One of the women behind the counter informed me that though it's fine to eat with a fork, it's culturally acceptable to eat with your fingers. You simply pour the soup and fish tips (which draw their flavor not from spices but from the fish itself) over the rice, and then make a little mountain with your fingers, like a bulldozer, and slowly destroy this mountain with your fingers, like an excavator. (I didn't eat with my fingers; I'm nowhere near that comfortable with her culture.)
Chili beef ($8.99), the next dish, is a serenely sweet combination of meat and vegetables that, again, is not distorted by a wizardry of spices. The cooks at this place do not bend over backward to surprise you; the goal of their kind of cooking is to be honest and satisfy you.

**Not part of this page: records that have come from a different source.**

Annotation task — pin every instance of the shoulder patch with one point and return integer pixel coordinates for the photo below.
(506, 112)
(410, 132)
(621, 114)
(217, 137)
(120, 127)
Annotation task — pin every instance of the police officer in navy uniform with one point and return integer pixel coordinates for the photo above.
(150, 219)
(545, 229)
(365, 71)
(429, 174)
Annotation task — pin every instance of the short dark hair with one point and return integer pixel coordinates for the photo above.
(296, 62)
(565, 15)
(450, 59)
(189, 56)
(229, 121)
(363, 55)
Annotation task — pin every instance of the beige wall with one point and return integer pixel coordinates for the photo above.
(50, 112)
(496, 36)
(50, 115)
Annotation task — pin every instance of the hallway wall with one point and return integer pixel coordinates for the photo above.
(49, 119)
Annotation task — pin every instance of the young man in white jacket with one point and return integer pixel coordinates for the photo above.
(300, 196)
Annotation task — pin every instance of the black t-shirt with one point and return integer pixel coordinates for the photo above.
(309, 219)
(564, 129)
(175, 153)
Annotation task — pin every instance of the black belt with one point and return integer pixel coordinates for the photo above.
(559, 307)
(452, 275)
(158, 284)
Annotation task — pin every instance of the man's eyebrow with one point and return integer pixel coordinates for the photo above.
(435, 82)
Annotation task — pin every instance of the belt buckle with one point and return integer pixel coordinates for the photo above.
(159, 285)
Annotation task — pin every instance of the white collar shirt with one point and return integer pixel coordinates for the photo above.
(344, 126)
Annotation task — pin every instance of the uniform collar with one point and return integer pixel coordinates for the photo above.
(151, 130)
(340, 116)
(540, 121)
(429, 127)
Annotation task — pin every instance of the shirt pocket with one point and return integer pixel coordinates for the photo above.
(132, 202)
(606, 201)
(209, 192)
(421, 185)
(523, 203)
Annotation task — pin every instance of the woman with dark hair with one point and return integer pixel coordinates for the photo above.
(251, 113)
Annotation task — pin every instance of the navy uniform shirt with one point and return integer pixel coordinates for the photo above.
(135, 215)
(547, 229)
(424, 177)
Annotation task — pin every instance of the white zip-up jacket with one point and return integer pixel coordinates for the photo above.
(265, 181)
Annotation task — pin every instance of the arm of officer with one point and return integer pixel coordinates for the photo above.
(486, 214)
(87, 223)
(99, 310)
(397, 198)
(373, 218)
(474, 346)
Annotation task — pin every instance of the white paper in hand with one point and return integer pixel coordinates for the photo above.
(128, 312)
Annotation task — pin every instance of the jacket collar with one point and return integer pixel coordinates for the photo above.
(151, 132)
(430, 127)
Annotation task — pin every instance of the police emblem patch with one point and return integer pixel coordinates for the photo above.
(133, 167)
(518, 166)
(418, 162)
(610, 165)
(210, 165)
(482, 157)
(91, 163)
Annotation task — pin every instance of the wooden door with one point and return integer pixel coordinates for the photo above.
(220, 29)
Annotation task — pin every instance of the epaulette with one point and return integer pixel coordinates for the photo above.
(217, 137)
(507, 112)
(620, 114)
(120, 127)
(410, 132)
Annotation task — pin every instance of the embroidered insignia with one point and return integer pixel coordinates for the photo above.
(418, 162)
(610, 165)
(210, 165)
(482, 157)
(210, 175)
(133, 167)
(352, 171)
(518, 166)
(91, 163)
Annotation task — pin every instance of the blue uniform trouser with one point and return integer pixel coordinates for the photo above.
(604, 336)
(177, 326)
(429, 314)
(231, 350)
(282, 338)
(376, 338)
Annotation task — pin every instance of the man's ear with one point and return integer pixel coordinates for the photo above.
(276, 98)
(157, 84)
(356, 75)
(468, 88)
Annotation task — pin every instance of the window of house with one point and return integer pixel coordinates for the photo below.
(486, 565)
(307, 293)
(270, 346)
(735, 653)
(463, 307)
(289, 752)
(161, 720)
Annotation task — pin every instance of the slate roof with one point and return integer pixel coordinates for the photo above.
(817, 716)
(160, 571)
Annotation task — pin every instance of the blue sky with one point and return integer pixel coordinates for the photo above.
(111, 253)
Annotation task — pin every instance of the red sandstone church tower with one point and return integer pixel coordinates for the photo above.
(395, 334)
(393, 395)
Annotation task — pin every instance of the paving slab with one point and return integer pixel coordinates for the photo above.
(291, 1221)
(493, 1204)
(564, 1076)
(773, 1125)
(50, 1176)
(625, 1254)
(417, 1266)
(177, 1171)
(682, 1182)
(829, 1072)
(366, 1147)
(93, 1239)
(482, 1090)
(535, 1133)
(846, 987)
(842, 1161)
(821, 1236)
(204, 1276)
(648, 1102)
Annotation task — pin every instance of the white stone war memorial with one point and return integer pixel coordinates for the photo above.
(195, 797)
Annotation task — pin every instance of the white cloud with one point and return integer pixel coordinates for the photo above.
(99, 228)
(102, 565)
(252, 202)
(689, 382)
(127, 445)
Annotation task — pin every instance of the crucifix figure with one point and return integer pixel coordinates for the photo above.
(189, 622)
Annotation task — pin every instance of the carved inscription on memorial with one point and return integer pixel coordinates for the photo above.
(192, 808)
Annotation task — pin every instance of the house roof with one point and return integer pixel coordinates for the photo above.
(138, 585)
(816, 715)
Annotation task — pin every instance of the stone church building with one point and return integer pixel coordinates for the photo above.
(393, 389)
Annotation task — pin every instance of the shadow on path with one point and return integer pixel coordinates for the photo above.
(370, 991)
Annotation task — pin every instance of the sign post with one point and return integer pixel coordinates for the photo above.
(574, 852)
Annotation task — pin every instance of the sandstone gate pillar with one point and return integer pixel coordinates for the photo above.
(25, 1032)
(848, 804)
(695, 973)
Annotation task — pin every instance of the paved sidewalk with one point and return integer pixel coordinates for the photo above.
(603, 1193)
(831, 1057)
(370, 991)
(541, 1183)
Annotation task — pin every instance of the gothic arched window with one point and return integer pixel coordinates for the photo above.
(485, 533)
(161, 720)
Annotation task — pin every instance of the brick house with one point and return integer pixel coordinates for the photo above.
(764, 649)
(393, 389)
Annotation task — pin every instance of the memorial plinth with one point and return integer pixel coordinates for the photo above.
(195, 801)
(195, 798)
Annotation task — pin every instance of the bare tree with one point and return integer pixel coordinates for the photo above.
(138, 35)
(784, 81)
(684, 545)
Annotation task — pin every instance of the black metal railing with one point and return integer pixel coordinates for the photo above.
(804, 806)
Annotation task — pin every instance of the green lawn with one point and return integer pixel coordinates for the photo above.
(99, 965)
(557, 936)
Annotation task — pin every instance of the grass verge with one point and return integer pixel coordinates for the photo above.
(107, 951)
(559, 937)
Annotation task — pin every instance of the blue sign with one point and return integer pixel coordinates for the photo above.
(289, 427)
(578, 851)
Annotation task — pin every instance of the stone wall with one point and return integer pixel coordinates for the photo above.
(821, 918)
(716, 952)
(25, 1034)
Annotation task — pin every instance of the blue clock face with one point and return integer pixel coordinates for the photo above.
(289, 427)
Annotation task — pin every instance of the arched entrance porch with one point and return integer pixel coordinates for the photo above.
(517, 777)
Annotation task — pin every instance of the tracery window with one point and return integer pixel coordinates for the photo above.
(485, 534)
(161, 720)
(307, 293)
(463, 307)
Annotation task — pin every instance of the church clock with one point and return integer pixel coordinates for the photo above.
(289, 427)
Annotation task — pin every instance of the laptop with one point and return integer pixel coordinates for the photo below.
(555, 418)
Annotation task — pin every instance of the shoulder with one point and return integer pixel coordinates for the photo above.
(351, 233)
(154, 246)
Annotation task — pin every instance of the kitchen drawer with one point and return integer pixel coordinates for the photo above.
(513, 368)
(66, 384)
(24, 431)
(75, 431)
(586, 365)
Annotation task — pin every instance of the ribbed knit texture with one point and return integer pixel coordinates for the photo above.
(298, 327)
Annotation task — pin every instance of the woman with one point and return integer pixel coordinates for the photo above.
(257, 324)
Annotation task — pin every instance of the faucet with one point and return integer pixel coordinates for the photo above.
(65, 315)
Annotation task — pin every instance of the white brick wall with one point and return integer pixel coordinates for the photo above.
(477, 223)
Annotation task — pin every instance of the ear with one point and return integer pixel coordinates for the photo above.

Then the chicken ($6.99) and pork ($8.99) adobo. The owner of this business, Mila Apostol (she opened it with her husband back in 1972—"not many Filipinos in Seattle back then"), feels that this is her kitchen's best dish. A few bites of the slowly cooked meat made me side with her opinion. Sweek, however, believes the dinuguan stew is the best ($8.99). "It looks like chocolate until you eat it," he explained. "The color comes from pig's blood." The cook added that her version of dinuguan "contains pork meat, and not the usual tripe." Sadly, this fantastic-sounding dish was not offered on the day of my visit. "Come Sunday—I will make it then," promised the cook, who was now casually frying up some fish.
"When you eat at a Filipino home, everything appears all at once—starters, the meal, dessert. Everything is on the table," Sweek explained as he bit a fish tip—bone, fat, flavors, satisfaction. He is eating with his fingers; he is at home here. Oriental Mart is nothing but a family kitchen in a public space. And the family is where we all come from. We begin life within a warm circle of communism.
This article has been updated since its original publication.